Saturday, June 10, 2017

gui design - What are the real differences between UI/UX and front-end development?


front-end developer here.


I'm working in a tiny startup: one back-end developer and me as the front-end developer. My boss is calling me UX boy since I've worked there, even if I don't specially consider myself as a UX designer. I admit that I discover this term on Hacker News since a quite short period. I'm feeling concerned by it.


However, as I am supposed to deal with graphics design and front-end code (what I consider as the UI in a traditional way), plus workflow, ergonomics and the User eXperience on another side, I'm asking myself if I don't miss something special. I'm used to work in very small teams and have to do all by myself.

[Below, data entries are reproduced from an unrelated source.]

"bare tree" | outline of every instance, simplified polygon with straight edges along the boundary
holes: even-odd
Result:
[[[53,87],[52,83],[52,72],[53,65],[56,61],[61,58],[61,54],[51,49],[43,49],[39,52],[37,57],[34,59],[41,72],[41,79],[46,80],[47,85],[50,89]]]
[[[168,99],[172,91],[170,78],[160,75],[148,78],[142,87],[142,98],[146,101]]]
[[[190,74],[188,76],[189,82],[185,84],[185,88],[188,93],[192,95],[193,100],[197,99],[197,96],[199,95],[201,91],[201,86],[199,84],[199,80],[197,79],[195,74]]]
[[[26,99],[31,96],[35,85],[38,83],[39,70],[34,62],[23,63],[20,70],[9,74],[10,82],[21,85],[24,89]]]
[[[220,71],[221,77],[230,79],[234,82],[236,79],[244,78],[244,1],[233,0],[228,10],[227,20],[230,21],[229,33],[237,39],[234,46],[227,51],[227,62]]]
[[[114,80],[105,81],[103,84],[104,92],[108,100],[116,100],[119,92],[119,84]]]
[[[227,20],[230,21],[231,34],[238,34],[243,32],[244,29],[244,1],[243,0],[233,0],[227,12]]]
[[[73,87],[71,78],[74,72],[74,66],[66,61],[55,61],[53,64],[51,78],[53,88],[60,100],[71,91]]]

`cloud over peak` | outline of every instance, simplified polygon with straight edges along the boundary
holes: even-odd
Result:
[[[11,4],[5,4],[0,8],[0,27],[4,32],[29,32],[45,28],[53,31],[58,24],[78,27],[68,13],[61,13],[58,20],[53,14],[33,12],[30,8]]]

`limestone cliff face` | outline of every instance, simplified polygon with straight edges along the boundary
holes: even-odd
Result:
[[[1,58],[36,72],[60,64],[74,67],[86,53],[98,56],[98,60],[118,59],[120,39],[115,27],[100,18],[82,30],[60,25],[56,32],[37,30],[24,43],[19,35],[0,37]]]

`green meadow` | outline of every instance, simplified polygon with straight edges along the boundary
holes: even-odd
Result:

The boss seems to have great expectations in UI/UX, and maybe this term gives him some fantasy about our work. We work in france and as I say, this term is quite new here, and I think people don't always use it in it's right meaning. The stuff is trendy, and it's cool to say that the staff is doing UI/UX even if it's meaningless or even worse, false. And what does it mean doing UI/UX? When you work on an interface you HAVE to take care of the users and their experience. I can't believe a great professional wouldn't.


I come from art and graphic design. Then, I learn programming and start to hack gently. I've always considering that this way was right and believe that every small team front-end developper have to deal with UX, and will not just implement what the UX guy has build for him. I don't believe it works that way in most of the small teams, but I believe it does in larger one.



Answer



This is not the definite answer, but perhaps you can try to think of the difference between UI/UX and front-end development as the difference between design and implementation. The problem is that UX designers tend to come from either a graphic design or software development background, and so there are naturally overlaps between their role and that of a 'web designer/developer'. I would think that someone who is a UX specialist looks more at the human side of the design process, and would tend to do research and ask questions that will form the basis for coming up with design concepts/ideas, and then also doing user testing and evaluation to validate these ideas post development (or as part of the development cycle).


If you really want to cut through all the jargon and terminology, UX is really just a philosophy/concept/approach, depending on how much you believe it needs to be in concrete or is subject to intrepretation. But in principle if you think more like a user (i.e. from a user-centric, goal driven perspective) rather than a developer (i.e. from a functional, specification/implementation perspective) then you are on a good path to becoming a UX practitioner. This is what they refer to as the user-centric approach to design and development. In comparison, UI is a little less abstract because it deals directly with the user interface aspect, and although it can be as high level as creating design patterns and libraries, you can also get down to specific details like individual UI components and elements.



I am happy to answer more specific questions, but the thing about hype is that people will get over it soon enough and face reality.